Open
Description
Describe the bug
SMOTENC fit_transform fails with Numpy error ValueError: zero-size array to reduction operation maximum which has no identity
when getting to this line:
Steps/Code to Reproduce
The reason is unclear, maybe it is a highly imbalanced dataset with binary target equal to 1 in 134/22763 samples.
Example:
from imblearn.over_sampling import SMOTENC
oversample = SMOTENC(
categorical_features=labels[:10],
categorical_encoder=OneHotEncoder(drop="if_binary", handle_unknown="ignore"),
sampling_strategy="minority",
)
X_smotenc, y_smotenc = oversample.fit_resample(X, y)

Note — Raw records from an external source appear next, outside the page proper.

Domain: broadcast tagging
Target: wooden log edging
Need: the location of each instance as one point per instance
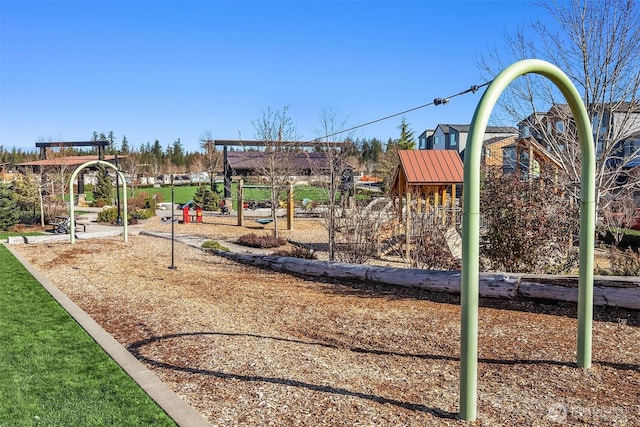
(613, 291)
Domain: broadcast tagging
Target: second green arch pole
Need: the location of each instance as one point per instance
(471, 224)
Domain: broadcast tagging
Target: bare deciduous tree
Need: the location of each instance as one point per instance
(277, 132)
(336, 161)
(212, 159)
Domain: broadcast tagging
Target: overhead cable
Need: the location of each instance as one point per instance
(435, 102)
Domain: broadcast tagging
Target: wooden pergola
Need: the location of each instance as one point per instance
(425, 177)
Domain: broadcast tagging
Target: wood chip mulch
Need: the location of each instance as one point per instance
(251, 347)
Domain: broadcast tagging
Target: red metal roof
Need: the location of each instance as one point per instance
(432, 166)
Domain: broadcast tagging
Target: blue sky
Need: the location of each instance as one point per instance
(167, 70)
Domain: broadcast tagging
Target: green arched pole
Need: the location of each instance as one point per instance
(75, 173)
(471, 224)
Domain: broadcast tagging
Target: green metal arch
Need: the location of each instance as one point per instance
(471, 224)
(75, 173)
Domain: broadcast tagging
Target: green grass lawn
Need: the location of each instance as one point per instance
(52, 372)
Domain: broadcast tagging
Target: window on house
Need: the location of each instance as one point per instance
(509, 159)
(453, 141)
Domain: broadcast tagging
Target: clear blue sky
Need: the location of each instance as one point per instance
(167, 69)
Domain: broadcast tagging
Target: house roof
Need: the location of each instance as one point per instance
(431, 166)
(466, 128)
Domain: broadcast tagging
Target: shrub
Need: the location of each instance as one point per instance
(528, 227)
(212, 244)
(266, 241)
(622, 263)
(9, 209)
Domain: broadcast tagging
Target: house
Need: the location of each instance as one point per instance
(498, 153)
(619, 122)
(616, 134)
(454, 137)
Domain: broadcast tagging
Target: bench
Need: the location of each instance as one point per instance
(55, 226)
(59, 227)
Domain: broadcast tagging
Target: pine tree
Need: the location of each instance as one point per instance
(124, 147)
(407, 141)
(103, 189)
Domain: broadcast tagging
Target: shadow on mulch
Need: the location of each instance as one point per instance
(136, 347)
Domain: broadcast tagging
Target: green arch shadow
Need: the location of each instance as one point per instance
(471, 224)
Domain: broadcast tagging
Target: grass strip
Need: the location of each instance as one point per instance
(52, 371)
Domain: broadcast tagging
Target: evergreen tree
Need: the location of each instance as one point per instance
(103, 189)
(407, 141)
(177, 155)
(112, 139)
(124, 146)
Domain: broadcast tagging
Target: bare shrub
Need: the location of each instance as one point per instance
(622, 263)
(430, 249)
(297, 252)
(357, 233)
(53, 207)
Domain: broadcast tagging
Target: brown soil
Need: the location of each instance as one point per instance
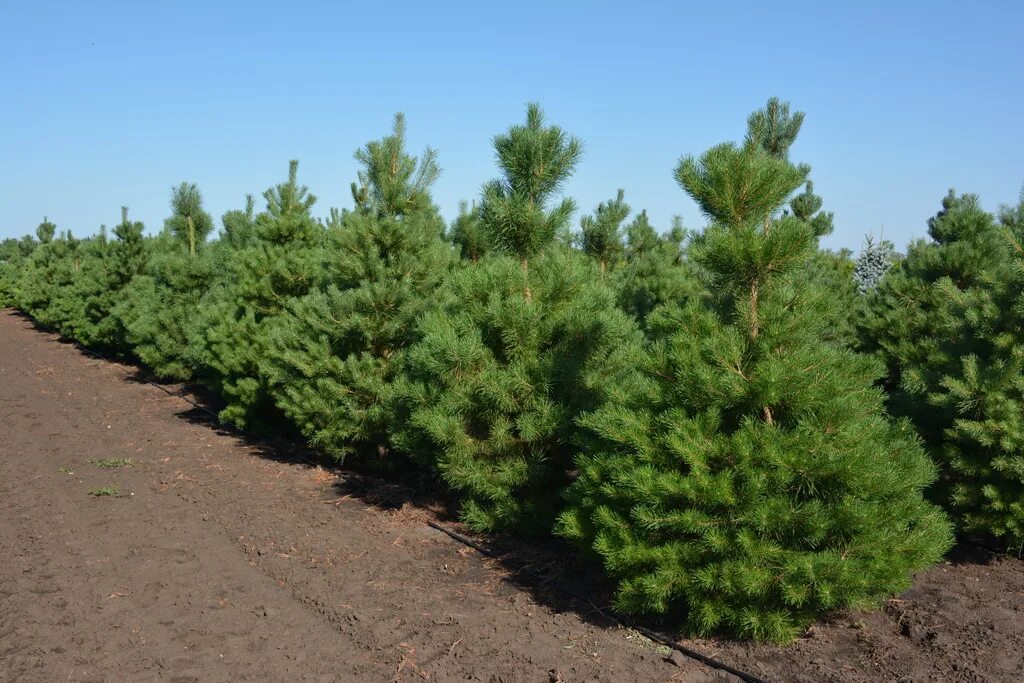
(222, 558)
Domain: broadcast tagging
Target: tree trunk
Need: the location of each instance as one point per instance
(527, 295)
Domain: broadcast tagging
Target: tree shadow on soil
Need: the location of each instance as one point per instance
(556, 575)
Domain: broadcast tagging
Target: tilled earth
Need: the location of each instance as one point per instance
(221, 558)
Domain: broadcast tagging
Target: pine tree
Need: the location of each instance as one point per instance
(536, 160)
(875, 260)
(45, 276)
(189, 223)
(333, 353)
(749, 480)
(158, 305)
(947, 321)
(13, 254)
(522, 342)
(807, 207)
(655, 271)
(259, 275)
(45, 230)
(102, 270)
(240, 225)
(468, 232)
(601, 233)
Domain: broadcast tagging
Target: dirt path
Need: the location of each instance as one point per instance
(218, 560)
(216, 563)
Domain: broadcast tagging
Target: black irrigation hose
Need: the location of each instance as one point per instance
(466, 541)
(652, 635)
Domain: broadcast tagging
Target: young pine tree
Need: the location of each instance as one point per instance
(13, 254)
(875, 260)
(655, 271)
(948, 322)
(45, 274)
(523, 341)
(156, 309)
(259, 275)
(750, 481)
(601, 233)
(102, 272)
(334, 352)
(469, 233)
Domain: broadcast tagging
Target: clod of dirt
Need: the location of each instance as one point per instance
(677, 658)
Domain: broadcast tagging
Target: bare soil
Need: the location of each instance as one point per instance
(225, 558)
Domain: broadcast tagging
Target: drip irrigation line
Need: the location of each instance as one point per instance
(466, 541)
(648, 633)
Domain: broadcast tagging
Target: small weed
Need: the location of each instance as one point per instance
(112, 462)
(105, 491)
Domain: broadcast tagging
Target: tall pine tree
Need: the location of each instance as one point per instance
(157, 308)
(749, 480)
(280, 261)
(334, 353)
(948, 321)
(522, 343)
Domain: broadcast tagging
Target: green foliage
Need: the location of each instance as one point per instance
(536, 160)
(46, 230)
(516, 349)
(13, 254)
(774, 129)
(875, 260)
(188, 222)
(469, 233)
(334, 352)
(687, 408)
(393, 183)
(43, 279)
(601, 233)
(749, 480)
(495, 386)
(107, 270)
(157, 308)
(832, 273)
(103, 492)
(947, 321)
(807, 207)
(258, 276)
(655, 271)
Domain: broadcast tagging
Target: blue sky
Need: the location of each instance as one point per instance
(110, 103)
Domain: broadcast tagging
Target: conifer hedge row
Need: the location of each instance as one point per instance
(745, 430)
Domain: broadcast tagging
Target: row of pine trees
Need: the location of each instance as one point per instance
(744, 429)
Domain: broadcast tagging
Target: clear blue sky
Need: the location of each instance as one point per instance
(108, 103)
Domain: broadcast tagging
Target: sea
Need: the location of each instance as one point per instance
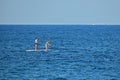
(76, 52)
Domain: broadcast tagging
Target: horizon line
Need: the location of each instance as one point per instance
(54, 24)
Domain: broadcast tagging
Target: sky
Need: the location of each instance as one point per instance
(59, 11)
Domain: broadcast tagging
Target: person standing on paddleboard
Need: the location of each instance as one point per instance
(46, 45)
(36, 43)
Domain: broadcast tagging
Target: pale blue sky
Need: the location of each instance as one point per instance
(59, 11)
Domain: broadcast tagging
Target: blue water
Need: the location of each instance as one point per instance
(76, 52)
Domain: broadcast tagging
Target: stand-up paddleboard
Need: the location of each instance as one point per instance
(32, 50)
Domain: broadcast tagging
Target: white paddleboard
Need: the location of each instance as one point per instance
(34, 50)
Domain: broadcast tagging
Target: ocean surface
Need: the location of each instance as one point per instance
(76, 52)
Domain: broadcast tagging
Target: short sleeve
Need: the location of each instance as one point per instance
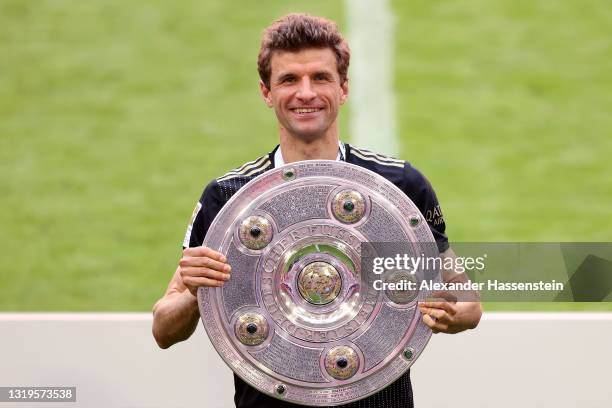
(418, 188)
(205, 211)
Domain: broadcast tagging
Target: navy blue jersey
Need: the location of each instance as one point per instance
(399, 172)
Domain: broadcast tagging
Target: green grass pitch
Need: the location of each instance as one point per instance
(114, 115)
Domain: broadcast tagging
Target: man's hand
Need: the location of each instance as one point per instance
(202, 266)
(446, 315)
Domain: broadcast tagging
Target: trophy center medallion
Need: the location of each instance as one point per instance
(319, 283)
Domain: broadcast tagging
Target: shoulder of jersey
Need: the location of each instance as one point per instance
(375, 159)
(248, 170)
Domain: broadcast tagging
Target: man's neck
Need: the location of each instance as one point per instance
(296, 149)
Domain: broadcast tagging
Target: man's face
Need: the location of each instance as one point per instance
(305, 91)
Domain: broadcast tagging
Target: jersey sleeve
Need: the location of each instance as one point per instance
(417, 187)
(205, 211)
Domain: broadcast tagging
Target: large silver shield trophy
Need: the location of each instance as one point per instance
(300, 319)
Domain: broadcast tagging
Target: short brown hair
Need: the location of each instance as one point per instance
(295, 32)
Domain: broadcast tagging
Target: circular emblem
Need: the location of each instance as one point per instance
(301, 318)
(255, 232)
(348, 206)
(341, 362)
(319, 283)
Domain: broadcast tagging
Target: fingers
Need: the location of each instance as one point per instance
(203, 251)
(202, 266)
(450, 308)
(198, 272)
(193, 283)
(436, 326)
(204, 261)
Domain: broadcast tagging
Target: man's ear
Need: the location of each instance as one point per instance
(265, 94)
(345, 90)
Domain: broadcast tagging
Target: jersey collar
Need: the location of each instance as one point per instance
(278, 156)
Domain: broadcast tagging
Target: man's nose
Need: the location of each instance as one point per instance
(305, 91)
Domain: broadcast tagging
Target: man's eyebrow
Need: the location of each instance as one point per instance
(285, 75)
(323, 72)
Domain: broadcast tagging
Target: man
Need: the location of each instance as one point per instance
(303, 64)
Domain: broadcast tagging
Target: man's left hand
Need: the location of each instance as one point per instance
(446, 315)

Using SMOTE instead works without problem.
Expected Results
Dataset oversample
Actual Results
---------------------------------------------------------------------------
ValueError Traceback (most recent call last)
Cell In[156], line 1
----> 1 trdata_smotenc, tgt_smotenc = oversample.fit_resample(ctrdata, trdata.DEF_FLG)
File ~\.conda\envs\test\Lib\site-packages\imblearn\base.py:208, in BaseSampler.fit_resample(self, X, y)
187 """Resample the dataset.
188
189 Parameters
(...)
205 The corresponding label of `X_resampled`.
206 """
207 self._validate_params()
--> 208 return super().fit_resample(X, y)
File ~\.conda\envs\test\Lib\site-packages\imblearn\base.py:112, in SamplerMixin.fit_resample(self, X, y)
106 X, y, binarize_y = self._check_X_y(X, y)
108 self.sampling_strategy_ = check_sampling_strategy(
109 self.sampling_strategy, y, self._sampling_type
110 )
--> 112 output = self._fit_resample(X, y)
114 y_ = (
115 label_binarize(output[1], classes=np.unique(y)) if binarize_y else output[1]
116 )
118 X_, y_ = arrays_transformer.transform(output[0], y_)
File ~\.conda\envs\test\Lib\site-packages\imblearn\over_sampling\_smote\base.py:683, in SMOTENC._fit_resample(self, X, y)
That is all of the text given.